Ces barrières de péages de l'histoire nécessaire semblent baliser quatre grands tronçons sur l'autoroute des âges. Un âge historionomique se décompose en effet en quatre phases inégales. Il débute par l'effondrement du système-monde précédent et une longue période de trouble, d'abord sur un mode tribal, puis sur un mode féodal, sur fond d'expansion de la Civilisation C - siècles obscurs grecs, Occident médiéval. Il se poursuit par la construction progressive des structures nationales de la Civilisation A, stimulée par la confrontation avec la Civilisation D et dont la poussée coloniale accouche de la Civilisation B - Grèce classique, renaissance élargie au bas moyen-âge. Ces tendances aboutissent à une phase de cristallisation du nouveau système-monde, où la thalassocratie hégémonique de la Civilisation A va contenir (ou fertiliser) la Civilisation E avant d'abandonner sa position dominante à la civilisation B - période hellénistique, époque industrielle. Enfin, le triomphe impérial de la Civilisation B impose une stagnation régressive - Empire Romain, hégémonie américaine en préfiguration.


Etonnamment, cette description entre en résonnance avec les préceptes du Maha-yuga. La cosmogonie hindoue propose l'idée d'une progression cyclique des âges, dénommée le cycle des yugas. Ce dogme est vulgarisé depuis peu en Occident par une certaine frange décliniste, mais avait déjà été introduit dans nos contrées par les travaux de Guénon sur la tradition primordiale. Le Maha-yuga a d'ailleurs des similitudes avec le mythe de l'âge d'or occidental, en présentant l'avantage d'être mieux structuré. Ainsi les Hindous croient en une chronologie en quatre temps, du Kritayuga au Kaliyuga, chaque étape éloignant l'humanité de son essence spirituelle.


La métaphore des saisons est fréquemment utilisée comme parabole. L'humanité passe donc de son printemps à son hiver, en attendant le nouveau printemps. Notre étude ne vise pas à mêler les visées spirituelles hindouistes avec l'exigence de rationalité de l'historionomie. Simplement, les convergences de forme semblent intéressantes. L'âge historionomique ne présente-t-il pas un cycle saisonnier complet, de l'hiver de l'âge sombre à l'automne impérial décadent ? Poussons donc la comparaison. La première phase historionomique est une véritable dissolution civilisationnelle, où les bases de la coopération à grande échelle hibernent en attendant le printemps. Seule la deuxième phase permet le bourgeonnement printanier et la fertilité de la construction nationale. La moisson se déroule en troisième phase,  dans la joie des grandes découvertes et le fracas des grandes guerres estivales. Puis vient la morose décadence automnale, lorsque les belligérants, las, se rangent sous la coupe d'un empire, non moins las.

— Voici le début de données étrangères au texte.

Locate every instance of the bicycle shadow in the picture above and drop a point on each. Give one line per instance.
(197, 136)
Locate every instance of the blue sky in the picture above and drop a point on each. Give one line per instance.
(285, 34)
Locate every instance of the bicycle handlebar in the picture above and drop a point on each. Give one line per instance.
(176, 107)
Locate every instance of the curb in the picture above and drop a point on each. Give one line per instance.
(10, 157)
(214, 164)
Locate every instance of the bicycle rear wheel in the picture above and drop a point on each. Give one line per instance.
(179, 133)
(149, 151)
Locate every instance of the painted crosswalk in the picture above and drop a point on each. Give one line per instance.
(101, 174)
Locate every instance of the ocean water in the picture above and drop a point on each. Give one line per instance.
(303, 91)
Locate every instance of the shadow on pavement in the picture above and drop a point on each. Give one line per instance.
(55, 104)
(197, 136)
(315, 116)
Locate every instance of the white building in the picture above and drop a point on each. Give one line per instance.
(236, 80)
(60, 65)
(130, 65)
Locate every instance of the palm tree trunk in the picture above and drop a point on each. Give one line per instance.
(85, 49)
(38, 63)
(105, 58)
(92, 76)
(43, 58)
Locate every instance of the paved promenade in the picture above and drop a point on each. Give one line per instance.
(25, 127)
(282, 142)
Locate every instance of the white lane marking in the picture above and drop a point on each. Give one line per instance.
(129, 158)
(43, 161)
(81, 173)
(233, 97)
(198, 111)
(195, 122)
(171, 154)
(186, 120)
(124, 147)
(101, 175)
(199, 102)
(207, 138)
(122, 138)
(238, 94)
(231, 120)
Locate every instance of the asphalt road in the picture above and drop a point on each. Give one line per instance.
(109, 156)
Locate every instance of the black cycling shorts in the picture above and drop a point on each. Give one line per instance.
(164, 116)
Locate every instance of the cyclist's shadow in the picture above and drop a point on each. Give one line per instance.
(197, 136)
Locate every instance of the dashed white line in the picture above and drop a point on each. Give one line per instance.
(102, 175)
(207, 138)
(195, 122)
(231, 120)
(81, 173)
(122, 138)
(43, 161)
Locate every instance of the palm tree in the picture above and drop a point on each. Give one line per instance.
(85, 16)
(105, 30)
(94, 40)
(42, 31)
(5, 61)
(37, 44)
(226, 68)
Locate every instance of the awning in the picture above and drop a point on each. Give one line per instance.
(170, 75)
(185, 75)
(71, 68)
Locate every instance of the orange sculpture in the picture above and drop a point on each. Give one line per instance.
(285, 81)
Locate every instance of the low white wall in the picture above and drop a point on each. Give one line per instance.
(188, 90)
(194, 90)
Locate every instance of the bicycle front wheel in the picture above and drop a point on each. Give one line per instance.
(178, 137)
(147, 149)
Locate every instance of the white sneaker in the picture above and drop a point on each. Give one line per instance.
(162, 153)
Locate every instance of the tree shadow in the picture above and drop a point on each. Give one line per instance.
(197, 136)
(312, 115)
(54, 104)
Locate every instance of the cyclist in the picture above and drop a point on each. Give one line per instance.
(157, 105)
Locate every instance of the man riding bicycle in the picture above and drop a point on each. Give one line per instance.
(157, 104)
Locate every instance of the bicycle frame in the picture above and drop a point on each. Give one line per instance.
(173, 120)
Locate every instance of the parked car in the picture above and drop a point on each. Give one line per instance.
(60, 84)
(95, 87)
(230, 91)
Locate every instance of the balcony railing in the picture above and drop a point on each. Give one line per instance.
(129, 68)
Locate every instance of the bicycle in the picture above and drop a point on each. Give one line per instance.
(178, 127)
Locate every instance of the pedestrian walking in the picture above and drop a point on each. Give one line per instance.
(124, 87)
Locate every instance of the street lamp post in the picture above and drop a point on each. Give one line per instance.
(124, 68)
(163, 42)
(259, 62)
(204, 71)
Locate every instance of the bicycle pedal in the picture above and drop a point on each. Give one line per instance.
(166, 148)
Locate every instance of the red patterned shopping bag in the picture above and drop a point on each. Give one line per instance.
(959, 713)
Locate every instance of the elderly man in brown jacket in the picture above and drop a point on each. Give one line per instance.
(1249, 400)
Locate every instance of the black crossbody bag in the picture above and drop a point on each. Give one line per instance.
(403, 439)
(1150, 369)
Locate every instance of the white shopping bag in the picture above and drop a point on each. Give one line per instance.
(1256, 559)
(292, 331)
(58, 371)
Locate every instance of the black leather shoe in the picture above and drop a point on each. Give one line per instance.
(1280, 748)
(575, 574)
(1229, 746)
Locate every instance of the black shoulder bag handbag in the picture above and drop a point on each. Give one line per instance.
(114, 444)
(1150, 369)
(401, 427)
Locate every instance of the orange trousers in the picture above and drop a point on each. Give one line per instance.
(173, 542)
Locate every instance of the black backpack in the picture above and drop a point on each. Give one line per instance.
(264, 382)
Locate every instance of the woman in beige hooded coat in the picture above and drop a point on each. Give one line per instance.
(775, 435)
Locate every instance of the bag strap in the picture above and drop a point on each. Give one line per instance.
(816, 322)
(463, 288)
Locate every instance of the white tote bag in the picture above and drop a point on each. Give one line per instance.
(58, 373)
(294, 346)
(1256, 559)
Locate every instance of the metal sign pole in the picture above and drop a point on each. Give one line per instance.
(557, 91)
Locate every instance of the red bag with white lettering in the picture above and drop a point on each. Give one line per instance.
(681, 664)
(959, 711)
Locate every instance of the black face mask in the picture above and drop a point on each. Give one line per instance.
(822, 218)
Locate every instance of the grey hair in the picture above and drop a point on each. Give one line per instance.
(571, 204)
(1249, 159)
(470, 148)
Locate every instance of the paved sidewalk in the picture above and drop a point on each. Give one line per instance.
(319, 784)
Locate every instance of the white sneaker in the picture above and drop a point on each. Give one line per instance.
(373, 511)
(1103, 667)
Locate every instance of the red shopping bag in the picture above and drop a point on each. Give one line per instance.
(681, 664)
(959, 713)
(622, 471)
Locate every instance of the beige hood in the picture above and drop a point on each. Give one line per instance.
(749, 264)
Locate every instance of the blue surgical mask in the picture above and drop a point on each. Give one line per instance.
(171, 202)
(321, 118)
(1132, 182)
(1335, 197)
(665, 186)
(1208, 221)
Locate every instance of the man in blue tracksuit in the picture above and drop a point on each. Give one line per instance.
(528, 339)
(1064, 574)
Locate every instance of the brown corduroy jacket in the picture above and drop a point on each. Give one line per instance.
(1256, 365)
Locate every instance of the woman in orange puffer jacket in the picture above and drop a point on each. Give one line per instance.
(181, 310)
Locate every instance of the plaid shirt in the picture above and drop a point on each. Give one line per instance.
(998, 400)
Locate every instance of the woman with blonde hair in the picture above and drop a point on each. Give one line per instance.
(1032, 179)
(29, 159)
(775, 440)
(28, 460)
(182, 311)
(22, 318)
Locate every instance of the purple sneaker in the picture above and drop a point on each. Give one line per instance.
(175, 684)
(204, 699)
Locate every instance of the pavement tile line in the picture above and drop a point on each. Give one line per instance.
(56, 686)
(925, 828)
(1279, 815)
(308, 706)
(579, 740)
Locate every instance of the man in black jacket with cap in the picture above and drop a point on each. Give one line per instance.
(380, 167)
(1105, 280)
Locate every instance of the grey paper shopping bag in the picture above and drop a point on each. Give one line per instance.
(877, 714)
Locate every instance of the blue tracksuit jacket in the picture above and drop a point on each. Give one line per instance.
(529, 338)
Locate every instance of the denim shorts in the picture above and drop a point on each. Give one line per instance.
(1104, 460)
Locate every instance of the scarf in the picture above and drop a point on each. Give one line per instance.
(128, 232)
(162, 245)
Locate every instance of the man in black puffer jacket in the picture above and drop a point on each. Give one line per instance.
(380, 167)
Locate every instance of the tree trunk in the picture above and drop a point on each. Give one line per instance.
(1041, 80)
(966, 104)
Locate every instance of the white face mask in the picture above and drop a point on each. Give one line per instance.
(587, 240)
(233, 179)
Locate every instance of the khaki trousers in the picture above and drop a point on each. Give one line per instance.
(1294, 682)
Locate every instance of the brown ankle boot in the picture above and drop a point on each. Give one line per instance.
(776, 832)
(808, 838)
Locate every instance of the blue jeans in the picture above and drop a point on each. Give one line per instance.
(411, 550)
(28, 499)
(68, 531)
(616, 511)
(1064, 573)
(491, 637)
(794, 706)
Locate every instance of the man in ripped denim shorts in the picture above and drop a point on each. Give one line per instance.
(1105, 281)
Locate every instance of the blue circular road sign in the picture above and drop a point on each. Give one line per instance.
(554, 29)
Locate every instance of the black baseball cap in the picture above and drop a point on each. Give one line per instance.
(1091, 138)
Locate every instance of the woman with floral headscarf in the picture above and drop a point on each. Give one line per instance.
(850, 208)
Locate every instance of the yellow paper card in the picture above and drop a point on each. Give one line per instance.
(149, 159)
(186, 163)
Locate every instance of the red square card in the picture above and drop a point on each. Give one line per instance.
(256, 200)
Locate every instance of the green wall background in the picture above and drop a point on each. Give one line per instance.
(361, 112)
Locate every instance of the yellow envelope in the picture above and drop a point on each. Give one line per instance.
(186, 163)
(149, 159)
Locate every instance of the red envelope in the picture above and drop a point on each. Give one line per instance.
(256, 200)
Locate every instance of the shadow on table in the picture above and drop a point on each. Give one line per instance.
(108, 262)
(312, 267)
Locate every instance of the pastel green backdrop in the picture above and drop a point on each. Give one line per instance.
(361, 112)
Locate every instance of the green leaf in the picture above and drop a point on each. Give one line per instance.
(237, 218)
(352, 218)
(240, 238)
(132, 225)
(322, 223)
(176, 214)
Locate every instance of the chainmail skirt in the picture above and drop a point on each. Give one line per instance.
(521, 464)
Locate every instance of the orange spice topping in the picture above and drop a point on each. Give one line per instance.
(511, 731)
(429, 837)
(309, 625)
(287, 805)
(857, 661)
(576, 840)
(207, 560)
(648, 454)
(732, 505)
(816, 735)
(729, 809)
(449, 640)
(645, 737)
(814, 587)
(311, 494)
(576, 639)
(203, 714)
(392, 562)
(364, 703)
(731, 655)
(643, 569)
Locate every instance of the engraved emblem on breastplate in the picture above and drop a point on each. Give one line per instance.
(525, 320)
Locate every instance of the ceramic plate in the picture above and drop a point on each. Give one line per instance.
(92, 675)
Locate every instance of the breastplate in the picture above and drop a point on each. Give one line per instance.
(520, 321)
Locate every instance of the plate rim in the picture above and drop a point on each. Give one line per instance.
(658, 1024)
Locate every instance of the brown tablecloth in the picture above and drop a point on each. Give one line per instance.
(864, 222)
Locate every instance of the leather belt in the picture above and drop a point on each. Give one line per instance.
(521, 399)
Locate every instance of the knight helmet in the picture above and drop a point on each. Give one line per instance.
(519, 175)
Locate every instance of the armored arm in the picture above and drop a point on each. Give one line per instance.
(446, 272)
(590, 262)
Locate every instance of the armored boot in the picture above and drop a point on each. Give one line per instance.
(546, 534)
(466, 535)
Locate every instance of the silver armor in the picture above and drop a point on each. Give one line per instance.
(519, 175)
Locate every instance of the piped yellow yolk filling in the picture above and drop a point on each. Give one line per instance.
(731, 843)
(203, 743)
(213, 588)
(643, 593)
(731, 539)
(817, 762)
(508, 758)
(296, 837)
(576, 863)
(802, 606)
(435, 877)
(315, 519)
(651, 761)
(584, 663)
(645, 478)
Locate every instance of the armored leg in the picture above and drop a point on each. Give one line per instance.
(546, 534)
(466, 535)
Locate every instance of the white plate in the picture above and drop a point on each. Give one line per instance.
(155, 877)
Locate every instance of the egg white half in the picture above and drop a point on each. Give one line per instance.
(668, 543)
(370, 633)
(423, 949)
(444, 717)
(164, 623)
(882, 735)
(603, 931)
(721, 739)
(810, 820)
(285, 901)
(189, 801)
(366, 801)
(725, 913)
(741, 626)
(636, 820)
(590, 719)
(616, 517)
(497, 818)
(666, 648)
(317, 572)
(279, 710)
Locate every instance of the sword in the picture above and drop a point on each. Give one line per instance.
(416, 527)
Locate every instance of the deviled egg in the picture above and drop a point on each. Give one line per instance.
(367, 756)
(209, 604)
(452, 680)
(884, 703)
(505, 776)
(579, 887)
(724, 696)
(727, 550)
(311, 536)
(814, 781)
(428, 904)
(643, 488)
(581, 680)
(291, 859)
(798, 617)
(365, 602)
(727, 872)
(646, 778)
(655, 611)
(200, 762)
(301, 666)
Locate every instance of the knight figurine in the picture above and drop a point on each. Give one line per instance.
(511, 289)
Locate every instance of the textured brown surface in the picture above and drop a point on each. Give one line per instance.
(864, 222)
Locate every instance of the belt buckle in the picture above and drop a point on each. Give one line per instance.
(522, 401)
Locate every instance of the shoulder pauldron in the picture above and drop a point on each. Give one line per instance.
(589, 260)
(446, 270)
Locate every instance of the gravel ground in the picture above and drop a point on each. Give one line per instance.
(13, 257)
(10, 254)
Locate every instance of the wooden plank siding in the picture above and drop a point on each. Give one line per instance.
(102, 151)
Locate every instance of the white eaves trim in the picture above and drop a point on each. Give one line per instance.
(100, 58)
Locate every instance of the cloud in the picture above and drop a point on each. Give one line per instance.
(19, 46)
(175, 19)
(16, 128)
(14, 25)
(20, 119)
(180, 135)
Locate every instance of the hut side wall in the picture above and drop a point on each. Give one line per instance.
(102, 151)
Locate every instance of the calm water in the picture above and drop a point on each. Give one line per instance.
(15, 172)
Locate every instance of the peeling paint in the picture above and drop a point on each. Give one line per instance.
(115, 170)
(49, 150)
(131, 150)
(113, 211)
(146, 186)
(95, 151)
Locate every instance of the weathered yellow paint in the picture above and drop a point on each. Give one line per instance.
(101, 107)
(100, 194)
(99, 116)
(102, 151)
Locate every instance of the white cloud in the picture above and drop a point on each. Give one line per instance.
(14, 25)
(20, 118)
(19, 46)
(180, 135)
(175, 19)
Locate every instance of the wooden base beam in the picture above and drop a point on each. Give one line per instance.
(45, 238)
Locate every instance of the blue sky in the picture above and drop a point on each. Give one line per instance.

Par conséquent, le modèle historionomique ne donnera jamais son plein potentiel sur une frise linéaire. La flèche à spirales paraît bien mieux expliciter les respirations cycliques du système fabrysien. Sur cette proposition modélisée de manière très artisanale, chaque âge se lit du zénith d'une boucle au zénith de la boucle suivante. Nous ne doutons pas qu'un graphiste saura proposer un modèle 3D bien plus intuitif. Il s'agit d'une réinterprétation des catégories formelles du Maha-yuga. Chaque âge est figuré visuellement par son hiver, son printemps, son été et son automne.


Détaillons pour l'exemple le deuxième âge, le seul historiquement fiable et achevé. La descente de la boucle hivernale vers son nadir symbolise parfaitement les deux temps des siècles obscurs. Elle montre d'abord le recul et la chute causés par le chaos des invasions doriennes. Elle indique ensuite le sens retrouvé des coopérations et la reprise globale du progrès lors de l'époque archaïque. Le printemps rectiligne représente la phase historionomique la plus constante, celle de l'accomplissement des cités-états et de l'expansion de l'âge classique. Mais voilà que l'histoire renoue avec le déséquilibre, cette fois dans un été ascendant et brûlant : l'orgueil insolent d'Alexandre donne des idées de conquête à la jeune république romaine. Or, que faire une fois achevée la domination du monde connu ? La réponse est donnée par la courbe automnale, lorsque la civilisation s'élève encore mais ne progresse plus.


Cette expérience ne serait pas complète sans l'apport de Harari. Vous souvenez-vous des trois moteurs de la civilisation exposés supra ? religion, monnaie et logique impériale ne sont pas de simples agents de puissance. Nous croyons que ce sont des facteurs civilisationnels, eux aussi soumis à un certain phasage et une certaine spatialité. La dynamique religieuse semble prééminente durant la phase d'hiver. Elle constitue alors le seul outil majeur de coopération que tout le monde peut immédiatement s'approprier. C'est d'ailleurs le centre de gravité de l'ascendant de la Civilisation C. La dynamique marchande prend ensuite le pas dans des sociétés qui s'accaparent leurs marges spatiales, et qui donc s'approprient de plus larges ressources tout en entrant en contact avec des voisins potentiellement friands d'échange. Cette dynamique structure la course thalassocratique, et provoque notamment la transition des élites guerrières vers la ploutocratie. Enfin, la dynamique impériale anime essentiellement la fin d'un âge historionomique, lorsque les modalités de coopération à grande échelle sont suffisamment abouties pour assurer un contrôle territorial et fiscal inédit. La technocratie impériale porte alors les germes de la stagnation qui causera sa chute, car la victoire est conservatrice.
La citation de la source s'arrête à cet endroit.